Hello, just joined the group today, after reading lots of helpful messages last night. (But not before opening the dreaded google doors.)
I’m 36 (37 next month) with two young children.
I found a lump in my breast just under 4 weeks ago and having never suffered from ‘lumpy boobs’ before, I have freaked out.
Went straight to my GP who confirmed an ‘irregular lump’ and referred me. My appointment for the breast clinic was this time last week. Ultrasound, mammogram, core needle biopsy on x3 ‘suspicious’ areas in my left breast - x2 lumps and an area they’re ’not happy with,’ and then a second mammogram, just on my left breast. (They’ve put markers in each of the areas they’ve tested - in case I need surgery, I was told!!)
Also, they think they knicked a blood vessel on one of my biopsies, as they couldn’t stop the bleeding (bled a lot for an hour and a half) before finally deciding to pop stitches in. So, 3 holes and a VERY colourful boob!
They were all lovely at the clinic, but the waiting is killing me and I’ve had no real indication of isn’t it/is it??? Other than when I asked could they be cysts and was told no. I suffer really badly with anxiety and was actually signed off work, for a couple of weeks with a panic attack, when I found the lump. As you can imagine, this has heightened me more.
As another week has now gone by, I called the breast clinic today to see if there are any updates on my results. A nurse called me back and said all the tests haven’t come back yet. I asked if they could give me any indication of preliminary results and was told no, as the clinicians have not met to discuss.
I hope others are handling the waiting better than I am. Any advice or support, from anyone, greatly appreciated.
Hi Ruthy
The waiting is definitely hard. It's so easy for your mind to run, and the temptation to go 'Googling' is strong. I had a colonoscopy and was diagnosed with cancer straight away, so didn't have the 'is it/ isn't wait' as such. But I had a two month wait before treatment began, and that was tough.

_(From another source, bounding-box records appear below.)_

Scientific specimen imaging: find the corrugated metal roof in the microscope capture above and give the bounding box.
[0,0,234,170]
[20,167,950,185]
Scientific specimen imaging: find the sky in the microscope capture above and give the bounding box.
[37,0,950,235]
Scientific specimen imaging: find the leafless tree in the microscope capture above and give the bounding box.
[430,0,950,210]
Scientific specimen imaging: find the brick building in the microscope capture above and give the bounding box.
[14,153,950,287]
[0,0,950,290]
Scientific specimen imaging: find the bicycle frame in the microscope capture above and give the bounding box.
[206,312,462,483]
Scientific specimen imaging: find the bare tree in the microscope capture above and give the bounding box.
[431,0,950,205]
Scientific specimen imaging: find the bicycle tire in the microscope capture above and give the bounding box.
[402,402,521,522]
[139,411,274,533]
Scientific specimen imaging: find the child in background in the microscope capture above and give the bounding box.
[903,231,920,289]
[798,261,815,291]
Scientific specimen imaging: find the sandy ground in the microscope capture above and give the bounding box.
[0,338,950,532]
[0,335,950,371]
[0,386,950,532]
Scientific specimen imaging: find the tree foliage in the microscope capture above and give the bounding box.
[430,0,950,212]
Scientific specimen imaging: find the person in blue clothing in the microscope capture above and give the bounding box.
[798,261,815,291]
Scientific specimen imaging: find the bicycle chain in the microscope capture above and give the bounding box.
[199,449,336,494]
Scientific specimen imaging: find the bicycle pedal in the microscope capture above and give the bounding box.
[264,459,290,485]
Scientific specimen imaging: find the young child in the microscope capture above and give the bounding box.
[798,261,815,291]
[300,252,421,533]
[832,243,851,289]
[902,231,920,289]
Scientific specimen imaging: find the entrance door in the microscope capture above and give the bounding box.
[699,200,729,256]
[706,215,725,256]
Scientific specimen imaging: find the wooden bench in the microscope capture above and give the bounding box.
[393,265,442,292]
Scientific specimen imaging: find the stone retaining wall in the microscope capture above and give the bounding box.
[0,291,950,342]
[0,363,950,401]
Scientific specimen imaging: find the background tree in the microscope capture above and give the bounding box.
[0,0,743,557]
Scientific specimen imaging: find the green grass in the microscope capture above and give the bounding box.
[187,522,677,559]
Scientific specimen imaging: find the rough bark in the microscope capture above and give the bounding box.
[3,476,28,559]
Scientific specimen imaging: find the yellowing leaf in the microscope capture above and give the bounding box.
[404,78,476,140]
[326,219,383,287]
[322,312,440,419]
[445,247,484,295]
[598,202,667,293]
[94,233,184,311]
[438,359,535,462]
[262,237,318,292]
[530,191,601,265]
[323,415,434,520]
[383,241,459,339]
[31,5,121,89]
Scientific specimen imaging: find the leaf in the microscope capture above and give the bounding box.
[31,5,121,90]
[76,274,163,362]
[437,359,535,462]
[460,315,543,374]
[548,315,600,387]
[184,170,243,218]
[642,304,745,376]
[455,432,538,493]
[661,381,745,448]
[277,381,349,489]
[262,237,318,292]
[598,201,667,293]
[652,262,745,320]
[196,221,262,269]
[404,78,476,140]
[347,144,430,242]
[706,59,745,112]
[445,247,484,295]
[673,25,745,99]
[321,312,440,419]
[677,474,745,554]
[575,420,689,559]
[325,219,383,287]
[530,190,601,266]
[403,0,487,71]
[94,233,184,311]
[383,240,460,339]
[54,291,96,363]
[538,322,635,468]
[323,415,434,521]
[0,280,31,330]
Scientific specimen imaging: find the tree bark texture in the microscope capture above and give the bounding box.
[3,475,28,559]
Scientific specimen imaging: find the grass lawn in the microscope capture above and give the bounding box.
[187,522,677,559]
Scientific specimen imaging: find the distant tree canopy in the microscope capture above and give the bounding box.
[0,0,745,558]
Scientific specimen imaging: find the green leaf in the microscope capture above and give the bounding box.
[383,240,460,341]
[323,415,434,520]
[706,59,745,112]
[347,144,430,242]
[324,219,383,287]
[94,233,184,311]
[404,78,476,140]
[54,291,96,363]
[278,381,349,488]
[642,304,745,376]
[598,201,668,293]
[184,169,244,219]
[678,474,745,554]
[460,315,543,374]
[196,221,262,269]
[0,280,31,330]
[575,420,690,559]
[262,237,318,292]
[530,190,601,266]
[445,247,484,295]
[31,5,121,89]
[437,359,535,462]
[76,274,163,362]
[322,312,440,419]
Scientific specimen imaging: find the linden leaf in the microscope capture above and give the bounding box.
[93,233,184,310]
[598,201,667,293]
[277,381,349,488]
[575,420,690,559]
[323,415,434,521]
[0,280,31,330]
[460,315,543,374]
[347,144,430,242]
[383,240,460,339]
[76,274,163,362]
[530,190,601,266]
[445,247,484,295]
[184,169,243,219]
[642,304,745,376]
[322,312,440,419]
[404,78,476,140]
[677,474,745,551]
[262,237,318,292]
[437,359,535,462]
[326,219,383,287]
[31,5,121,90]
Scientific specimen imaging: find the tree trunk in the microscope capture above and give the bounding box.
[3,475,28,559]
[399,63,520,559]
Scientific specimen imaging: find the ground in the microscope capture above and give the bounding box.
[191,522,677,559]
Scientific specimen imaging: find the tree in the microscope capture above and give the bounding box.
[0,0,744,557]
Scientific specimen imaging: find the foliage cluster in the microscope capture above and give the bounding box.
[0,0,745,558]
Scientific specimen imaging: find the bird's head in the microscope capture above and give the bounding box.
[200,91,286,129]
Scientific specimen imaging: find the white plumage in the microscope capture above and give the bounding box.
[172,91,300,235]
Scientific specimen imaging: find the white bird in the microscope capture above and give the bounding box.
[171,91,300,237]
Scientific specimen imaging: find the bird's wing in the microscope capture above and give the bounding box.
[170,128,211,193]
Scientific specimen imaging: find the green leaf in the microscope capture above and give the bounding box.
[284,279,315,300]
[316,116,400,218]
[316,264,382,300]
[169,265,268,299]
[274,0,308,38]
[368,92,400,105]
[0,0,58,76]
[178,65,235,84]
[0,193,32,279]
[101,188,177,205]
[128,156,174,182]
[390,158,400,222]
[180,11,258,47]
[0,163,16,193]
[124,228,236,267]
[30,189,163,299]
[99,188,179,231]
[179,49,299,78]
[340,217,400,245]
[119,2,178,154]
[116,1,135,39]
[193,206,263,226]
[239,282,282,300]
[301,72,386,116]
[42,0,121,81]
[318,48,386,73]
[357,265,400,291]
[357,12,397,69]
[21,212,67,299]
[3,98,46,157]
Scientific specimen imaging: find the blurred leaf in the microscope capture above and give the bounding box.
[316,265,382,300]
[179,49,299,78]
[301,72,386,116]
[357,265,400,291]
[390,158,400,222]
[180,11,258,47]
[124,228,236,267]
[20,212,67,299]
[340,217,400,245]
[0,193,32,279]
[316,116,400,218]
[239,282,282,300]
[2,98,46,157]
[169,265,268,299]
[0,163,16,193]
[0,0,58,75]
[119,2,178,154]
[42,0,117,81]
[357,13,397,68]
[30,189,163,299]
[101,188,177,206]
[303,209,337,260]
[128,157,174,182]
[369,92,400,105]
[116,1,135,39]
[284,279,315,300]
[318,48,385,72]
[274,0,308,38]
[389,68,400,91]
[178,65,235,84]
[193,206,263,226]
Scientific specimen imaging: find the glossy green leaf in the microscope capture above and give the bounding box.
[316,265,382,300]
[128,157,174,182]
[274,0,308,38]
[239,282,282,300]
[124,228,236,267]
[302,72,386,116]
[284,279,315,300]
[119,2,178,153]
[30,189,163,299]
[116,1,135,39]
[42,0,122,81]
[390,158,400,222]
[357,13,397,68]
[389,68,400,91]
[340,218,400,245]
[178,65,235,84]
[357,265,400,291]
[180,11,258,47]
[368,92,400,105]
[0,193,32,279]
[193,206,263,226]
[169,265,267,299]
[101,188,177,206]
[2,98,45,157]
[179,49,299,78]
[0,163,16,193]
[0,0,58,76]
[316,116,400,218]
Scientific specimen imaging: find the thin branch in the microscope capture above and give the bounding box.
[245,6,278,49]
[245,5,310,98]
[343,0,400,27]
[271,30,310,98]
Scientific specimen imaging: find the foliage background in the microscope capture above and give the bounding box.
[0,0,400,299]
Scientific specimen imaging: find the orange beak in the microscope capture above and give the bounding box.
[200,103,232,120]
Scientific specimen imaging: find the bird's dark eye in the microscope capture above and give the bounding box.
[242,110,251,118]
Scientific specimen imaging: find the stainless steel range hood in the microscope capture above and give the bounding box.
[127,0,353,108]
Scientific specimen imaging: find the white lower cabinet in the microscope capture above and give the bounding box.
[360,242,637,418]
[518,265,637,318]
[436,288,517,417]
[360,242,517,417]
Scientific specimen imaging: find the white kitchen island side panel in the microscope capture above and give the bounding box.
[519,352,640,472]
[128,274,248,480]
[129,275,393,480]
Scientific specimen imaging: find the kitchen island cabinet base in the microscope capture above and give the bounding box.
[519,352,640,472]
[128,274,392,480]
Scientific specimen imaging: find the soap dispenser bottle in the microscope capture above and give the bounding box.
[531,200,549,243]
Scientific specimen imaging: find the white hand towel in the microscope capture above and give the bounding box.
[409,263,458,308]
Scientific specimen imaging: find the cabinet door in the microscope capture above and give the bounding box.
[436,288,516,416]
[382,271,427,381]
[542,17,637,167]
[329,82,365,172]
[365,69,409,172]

When I told my boss (an online content expert) about my diagnosis, his immediate advice was 'Don't Google anything. The top results will tend to be the scariest, because that's what sells.' So I didn't and I'm glad for it.
My second tactic was to make a determined effort to focus on the present moment and the day ahead of me. This was to stop my mind running and creating unnecessary, unhelpful worry. I used meditation - often first thing in the morning - to calm and energise myself. My partner offered to do the communication with the hospital, which also stopped my anxiety peaking - because I just get nervous with anything hospital related! And I distracted myself as much as possible - to avoid quiet moments when my mind would run. Reading, TV, etc.
Your reaction is completely normal - but you have the medical teams on your side now. They know what they are doing, and in my experience, have been incredible. If you can put your faith in them, that will bring some peace of mind too.
You're not alone and I wish you the very best. Stay positive - it really helps.
Hi RuthyNorthEast,
I had exactly the same as you, a lumpectomy just over a month ago and two lymph nodes removed. I also had three biopsies and a boob with more colours on it then Benetton. It is a shock when you are told and it is important you take a bit of time to let it register and sink in and I know the waiting is the worse, but there are things you can do.
You have made the first big step by finding the Macmillan site, also do visit your nearest Macmillan centre, a list is on here, or ring them on 0808 808 0000, they are superbly helpful and give you lots of great info, do walks, talks and lots more. Please also get a good support structure in place, family, friends, good work colleagues, I’ve lived on my own for nigh on forty years, but realised you can’t do this on your own. I also go for a short walk every day (British weather permitting) and do a daily diary, this is mega helpful, as it gets everything off your chest and out of your system. You must do things to keep you occupied and most importantly, be kind to yourself, I promise you, you will get through this. I listen to a meditation podcast when I feel a little anxious, especially when I’m trying to sleep. I use one called ‘Go Gently’ by Christine Elizabeth Smith, it works great for me.
I know it’s hard sometimes, but try and keep as positive as possible can, have positive people around you and dump the negativity. You are not alone and can always come and chat to us shower in here.